Als alle Kanonen ausgerichtet sind, ist das Schiff nah genug an der Insel um die erste Salve abzugeben. Nun zünden auch die anderen Piraten die lodernden Feuer und machen sich bereit.
„Feuer frei!“ donnert des Kapitän‘s mächtige Stimme über die Planken. Die Lunten werden gezündet und mit einem ohrenbetäubenden Getöse schleudern die Kanonenkugeln aus den Stahlrohren ins Freie.
Dabei hüpfen die Kanonen ein Stück weit nach hinten. Torben Tollpatsch reißt einen Arm hoch und ruft: „Jiiihah.“ Während er auf der Kanone sitzt wie ein Cowboy beim Rodeo.
Die anderen Matrosen und Piraten staunen nicht schlecht über den kühnen Piratenjungen. Vor allem nicht, als sie sehen, dass Torben‘s Hintern Feuer gefangen hat. Mit großen Augen schauen ihn alle an.
Torben selbst bemerkt davon noch nichts und sitzt stolz wie Oskar auf der Kanone. „Na? Das habt ihr mir nicht zugetraut was?“ prahlt er.
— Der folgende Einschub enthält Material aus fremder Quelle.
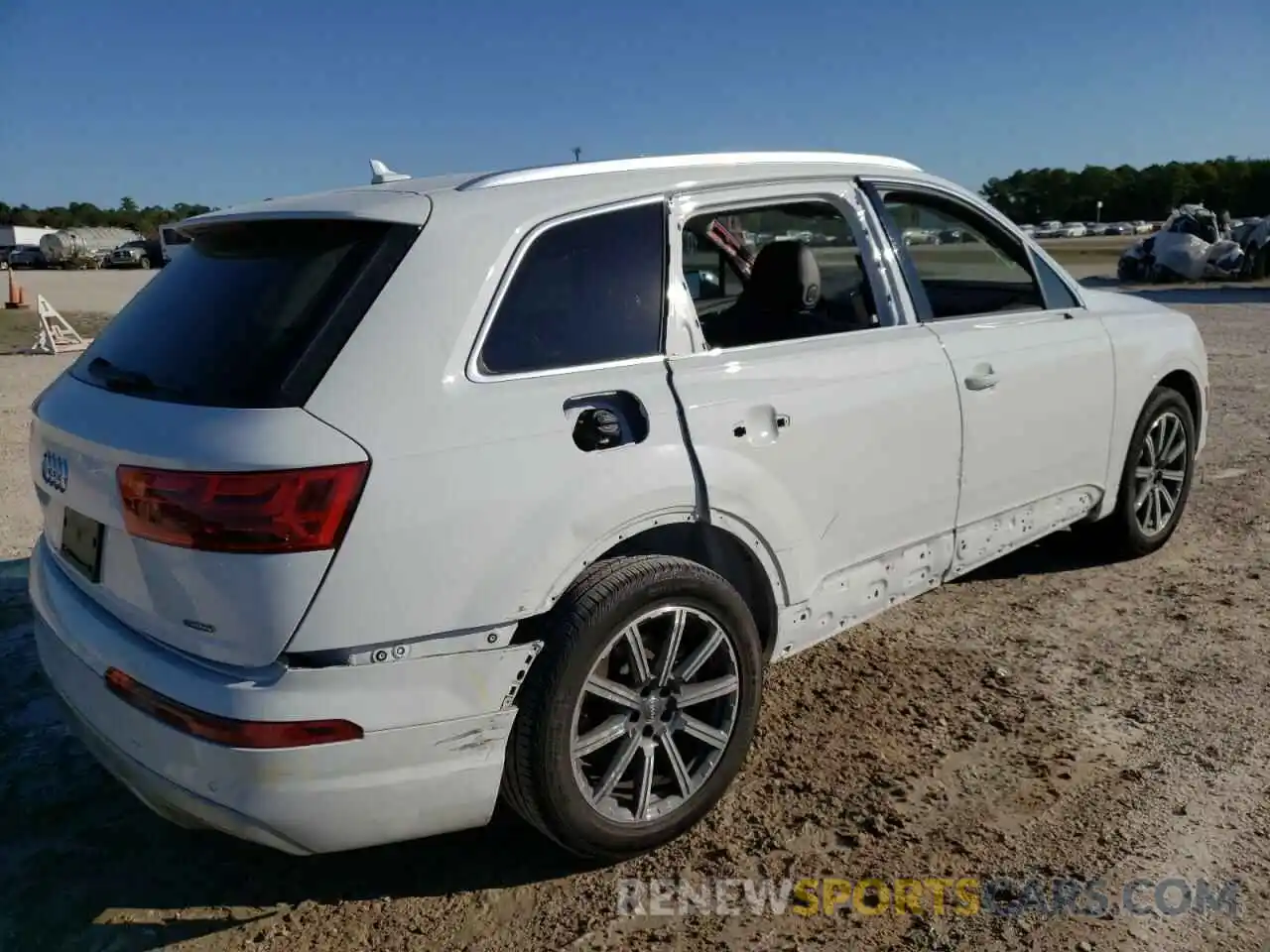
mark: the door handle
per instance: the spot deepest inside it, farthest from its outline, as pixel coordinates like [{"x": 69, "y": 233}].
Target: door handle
[
  {"x": 761, "y": 425},
  {"x": 982, "y": 379}
]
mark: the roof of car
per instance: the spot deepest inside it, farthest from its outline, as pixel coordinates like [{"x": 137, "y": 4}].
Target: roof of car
[{"x": 411, "y": 199}]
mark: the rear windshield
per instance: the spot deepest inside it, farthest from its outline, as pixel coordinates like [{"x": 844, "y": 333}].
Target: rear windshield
[{"x": 250, "y": 315}]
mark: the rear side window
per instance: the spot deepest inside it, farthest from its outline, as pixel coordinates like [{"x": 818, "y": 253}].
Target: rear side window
[
  {"x": 587, "y": 291},
  {"x": 252, "y": 315}
]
Doch dann nimmt er den Geruch von verbranntem Fell wahr.
Er schnüffelt und schnüffelt – guckt sich um – und schnüffelt weiter. „Was beleidigt denn hier meinen Geruchssinn?“ fragt er noch, als er plötzlich das Feuer an seinem Hintern entdeckt.
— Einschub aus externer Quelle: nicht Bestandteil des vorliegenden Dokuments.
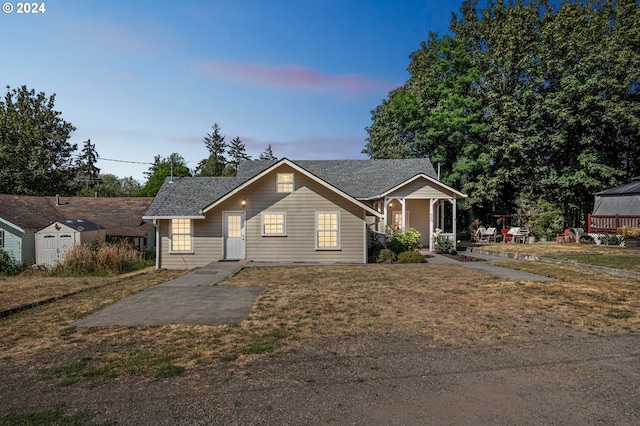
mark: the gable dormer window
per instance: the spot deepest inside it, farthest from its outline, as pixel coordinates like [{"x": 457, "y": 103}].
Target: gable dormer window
[{"x": 284, "y": 182}]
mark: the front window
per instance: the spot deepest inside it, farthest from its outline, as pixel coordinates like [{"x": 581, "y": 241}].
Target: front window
[
  {"x": 181, "y": 235},
  {"x": 327, "y": 230},
  {"x": 273, "y": 224},
  {"x": 284, "y": 182},
  {"x": 397, "y": 219}
]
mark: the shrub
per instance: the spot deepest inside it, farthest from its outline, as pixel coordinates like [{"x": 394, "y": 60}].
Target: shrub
[
  {"x": 629, "y": 232},
  {"x": 102, "y": 259},
  {"x": 410, "y": 257},
  {"x": 8, "y": 266},
  {"x": 442, "y": 244},
  {"x": 386, "y": 255},
  {"x": 399, "y": 242},
  {"x": 611, "y": 239}
]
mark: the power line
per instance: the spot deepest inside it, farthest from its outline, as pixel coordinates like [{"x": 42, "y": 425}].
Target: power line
[{"x": 122, "y": 161}]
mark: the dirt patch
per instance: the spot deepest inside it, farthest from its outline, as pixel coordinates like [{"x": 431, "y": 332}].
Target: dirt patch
[
  {"x": 345, "y": 344},
  {"x": 462, "y": 257}
]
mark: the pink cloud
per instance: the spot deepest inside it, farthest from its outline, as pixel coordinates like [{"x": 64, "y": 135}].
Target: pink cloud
[{"x": 289, "y": 76}]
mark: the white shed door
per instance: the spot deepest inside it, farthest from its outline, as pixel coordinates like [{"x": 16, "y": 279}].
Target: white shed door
[
  {"x": 55, "y": 248},
  {"x": 234, "y": 235},
  {"x": 49, "y": 250}
]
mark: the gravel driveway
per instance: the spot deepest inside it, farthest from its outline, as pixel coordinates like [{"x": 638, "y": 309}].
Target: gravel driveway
[{"x": 557, "y": 376}]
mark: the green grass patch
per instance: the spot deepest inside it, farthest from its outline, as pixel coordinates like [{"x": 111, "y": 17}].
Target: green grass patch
[
  {"x": 617, "y": 261},
  {"x": 168, "y": 371},
  {"x": 620, "y": 313},
  {"x": 97, "y": 371},
  {"x": 266, "y": 343},
  {"x": 85, "y": 369}
]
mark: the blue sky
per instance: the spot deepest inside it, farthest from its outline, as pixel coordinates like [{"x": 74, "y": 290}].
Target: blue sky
[{"x": 146, "y": 78}]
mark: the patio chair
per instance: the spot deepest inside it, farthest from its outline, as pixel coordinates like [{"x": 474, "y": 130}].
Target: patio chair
[
  {"x": 477, "y": 235},
  {"x": 562, "y": 238},
  {"x": 489, "y": 234}
]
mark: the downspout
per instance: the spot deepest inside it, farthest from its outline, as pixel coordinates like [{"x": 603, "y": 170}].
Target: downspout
[{"x": 155, "y": 223}]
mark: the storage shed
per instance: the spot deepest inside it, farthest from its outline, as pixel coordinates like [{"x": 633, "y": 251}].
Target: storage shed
[
  {"x": 621, "y": 200},
  {"x": 54, "y": 241}
]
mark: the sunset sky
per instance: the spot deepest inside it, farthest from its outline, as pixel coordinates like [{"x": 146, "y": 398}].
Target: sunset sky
[{"x": 146, "y": 78}]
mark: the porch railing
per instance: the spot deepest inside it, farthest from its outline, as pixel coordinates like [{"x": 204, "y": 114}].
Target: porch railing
[{"x": 610, "y": 223}]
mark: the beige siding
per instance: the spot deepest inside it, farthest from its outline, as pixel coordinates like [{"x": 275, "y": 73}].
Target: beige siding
[{"x": 299, "y": 243}]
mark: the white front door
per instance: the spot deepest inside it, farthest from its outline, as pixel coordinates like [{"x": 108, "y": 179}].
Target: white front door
[{"x": 234, "y": 235}]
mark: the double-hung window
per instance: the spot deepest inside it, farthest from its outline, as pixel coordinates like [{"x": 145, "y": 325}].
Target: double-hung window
[
  {"x": 328, "y": 230},
  {"x": 284, "y": 182},
  {"x": 181, "y": 234},
  {"x": 274, "y": 224}
]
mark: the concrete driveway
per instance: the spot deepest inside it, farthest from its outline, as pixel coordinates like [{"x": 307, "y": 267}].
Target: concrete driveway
[{"x": 193, "y": 299}]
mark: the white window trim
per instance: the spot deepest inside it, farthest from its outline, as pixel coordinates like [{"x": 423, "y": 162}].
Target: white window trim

Erschrocken springt er hektisch in das nächste Wasserfass. Nach einem lauten „Platsch Pfffffffff“ sieht man nur noch Dampf aufsteigen. Klitschnass sitzt der arme Tollpatsch im Fass. Und alle können wieder herzhaft lachen.
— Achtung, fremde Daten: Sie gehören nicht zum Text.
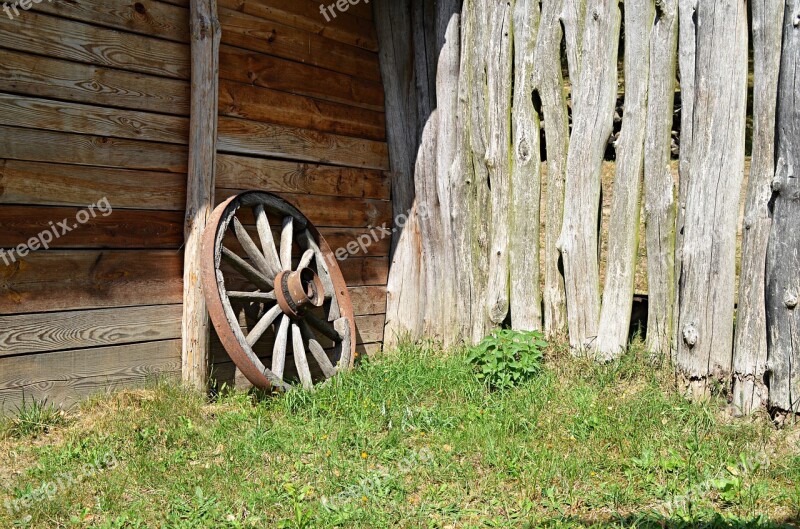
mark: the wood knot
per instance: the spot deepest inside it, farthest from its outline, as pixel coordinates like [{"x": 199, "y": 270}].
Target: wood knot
[
  {"x": 790, "y": 300},
  {"x": 690, "y": 335}
]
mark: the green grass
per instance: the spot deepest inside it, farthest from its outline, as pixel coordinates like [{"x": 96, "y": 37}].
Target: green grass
[{"x": 411, "y": 439}]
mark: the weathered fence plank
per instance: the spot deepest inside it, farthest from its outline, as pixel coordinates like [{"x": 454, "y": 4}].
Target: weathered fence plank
[
  {"x": 659, "y": 182},
  {"x": 783, "y": 257},
  {"x": 716, "y": 169},
  {"x": 623, "y": 229},
  {"x": 593, "y": 113},
  {"x": 526, "y": 176},
  {"x": 750, "y": 347},
  {"x": 549, "y": 85}
]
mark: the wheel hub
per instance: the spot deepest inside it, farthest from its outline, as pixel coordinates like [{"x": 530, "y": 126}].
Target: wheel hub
[{"x": 297, "y": 291}]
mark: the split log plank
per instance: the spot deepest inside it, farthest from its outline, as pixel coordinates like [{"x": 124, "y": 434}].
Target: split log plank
[
  {"x": 659, "y": 182},
  {"x": 593, "y": 112},
  {"x": 623, "y": 229},
  {"x": 549, "y": 84},
  {"x": 716, "y": 161},
  {"x": 783, "y": 257},
  {"x": 750, "y": 340},
  {"x": 526, "y": 176}
]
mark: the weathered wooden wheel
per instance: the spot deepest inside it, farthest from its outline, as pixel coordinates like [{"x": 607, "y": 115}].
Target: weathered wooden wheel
[{"x": 262, "y": 298}]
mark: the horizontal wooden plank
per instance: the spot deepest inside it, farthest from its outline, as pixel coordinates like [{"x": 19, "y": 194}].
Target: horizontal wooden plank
[
  {"x": 146, "y": 17},
  {"x": 61, "y": 147},
  {"x": 344, "y": 28},
  {"x": 359, "y": 8},
  {"x": 75, "y": 185},
  {"x": 282, "y": 108},
  {"x": 266, "y": 71},
  {"x": 58, "y": 331},
  {"x": 365, "y": 271},
  {"x": 64, "y": 378},
  {"x": 368, "y": 300},
  {"x": 104, "y": 227},
  {"x": 244, "y": 172},
  {"x": 48, "y": 114},
  {"x": 77, "y": 41},
  {"x": 239, "y": 136},
  {"x": 324, "y": 211},
  {"x": 50, "y": 281},
  {"x": 273, "y": 38},
  {"x": 35, "y": 75}
]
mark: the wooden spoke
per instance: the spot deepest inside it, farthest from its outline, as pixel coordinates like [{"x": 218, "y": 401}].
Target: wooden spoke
[
  {"x": 263, "y": 324},
  {"x": 300, "y": 360},
  {"x": 258, "y": 297},
  {"x": 279, "y": 349},
  {"x": 342, "y": 326},
  {"x": 287, "y": 236},
  {"x": 267, "y": 240},
  {"x": 251, "y": 249},
  {"x": 324, "y": 327},
  {"x": 306, "y": 259},
  {"x": 317, "y": 351},
  {"x": 250, "y": 273}
]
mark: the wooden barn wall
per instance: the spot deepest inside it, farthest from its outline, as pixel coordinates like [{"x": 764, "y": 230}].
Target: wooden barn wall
[
  {"x": 301, "y": 114},
  {"x": 94, "y": 104}
]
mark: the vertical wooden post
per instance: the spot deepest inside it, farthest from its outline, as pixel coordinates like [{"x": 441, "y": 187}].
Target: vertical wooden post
[
  {"x": 716, "y": 169},
  {"x": 205, "y": 39},
  {"x": 783, "y": 255},
  {"x": 623, "y": 232},
  {"x": 593, "y": 118},
  {"x": 750, "y": 346},
  {"x": 659, "y": 184}
]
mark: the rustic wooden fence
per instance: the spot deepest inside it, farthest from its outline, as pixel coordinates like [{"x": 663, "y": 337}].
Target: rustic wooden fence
[{"x": 474, "y": 84}]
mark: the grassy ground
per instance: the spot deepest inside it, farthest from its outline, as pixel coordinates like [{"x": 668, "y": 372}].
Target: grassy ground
[{"x": 410, "y": 439}]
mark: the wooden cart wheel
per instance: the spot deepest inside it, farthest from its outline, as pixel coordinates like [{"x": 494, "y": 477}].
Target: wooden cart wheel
[{"x": 276, "y": 299}]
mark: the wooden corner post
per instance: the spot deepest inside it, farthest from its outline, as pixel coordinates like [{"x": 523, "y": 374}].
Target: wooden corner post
[{"x": 205, "y": 40}]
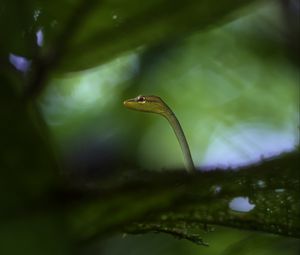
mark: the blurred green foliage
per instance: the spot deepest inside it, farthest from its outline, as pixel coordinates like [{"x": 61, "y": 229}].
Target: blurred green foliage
[{"x": 227, "y": 68}]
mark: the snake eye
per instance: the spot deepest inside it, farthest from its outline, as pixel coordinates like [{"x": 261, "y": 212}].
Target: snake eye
[{"x": 141, "y": 99}]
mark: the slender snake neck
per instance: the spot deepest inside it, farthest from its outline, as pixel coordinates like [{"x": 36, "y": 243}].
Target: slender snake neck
[{"x": 155, "y": 104}]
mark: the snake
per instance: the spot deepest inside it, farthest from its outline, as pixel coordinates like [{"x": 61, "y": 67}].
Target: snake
[{"x": 154, "y": 104}]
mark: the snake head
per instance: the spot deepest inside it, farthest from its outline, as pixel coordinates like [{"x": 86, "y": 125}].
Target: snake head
[{"x": 142, "y": 103}]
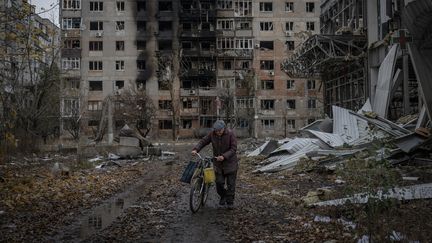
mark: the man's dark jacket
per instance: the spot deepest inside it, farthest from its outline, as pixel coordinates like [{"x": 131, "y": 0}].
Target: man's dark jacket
[{"x": 225, "y": 145}]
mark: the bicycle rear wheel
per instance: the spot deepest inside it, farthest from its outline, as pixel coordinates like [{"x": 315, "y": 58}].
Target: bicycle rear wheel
[{"x": 196, "y": 194}]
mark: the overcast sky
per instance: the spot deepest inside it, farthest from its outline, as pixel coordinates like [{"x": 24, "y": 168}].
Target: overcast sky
[{"x": 43, "y": 5}]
Unterdessen hat auch die Meerjungzippe die gewaltige Knallerei gehört und ist erschrocken ins Wasser gehüpft. Die Flaschenpost mit dem zweiten Teil der Schatzkarte hat sie dabei fallen lassen.
Als die Piratin Marla Mutig das gesehen hatte, sprang sie verwegen über die Planke um die Boddel zu holen. Jetzt wird sie auch vom Ausguck erspäht. „Hase über Bord!“ ruft Willi Weitsicht gerade, als er plötzlich bemerkt, dass sich einer der heimtückischen Schatzkartendiebe über das Hauptsegel anschleicht.
Unten an Deck fliegt dem Kapitän inzwischen ein großes Stück Holz am Kopf vorbei. Verwundert dreht er sich um und sieht die Krake von vorhin. Anscheinend hat sie das Stöckchen gefunden und will, dass der Kapitän es noch einmal wirft.
Unterdessen steht auf dem Mast nun der Schurke mit gezogenem Säbel direkt vor Willi Weitsicht und nuschelt: „Aus dir mach ich Schaschlik am Spieß.“ Doch da schallt es vom Deck: „Segel lichten ihr Wasserratten!“ brüllt der Kapitän.
Dieser hatte das andere Piratenschiff nämlich längst bemerkt und fackelt nicht lange. Sofort lichten die Matrosen die Segel und der Angreifer wird vom Hauptmast gefegt wie Spinat vom Küchentisch. Mit einem Bauchklatscher landet der Schurke im Meer.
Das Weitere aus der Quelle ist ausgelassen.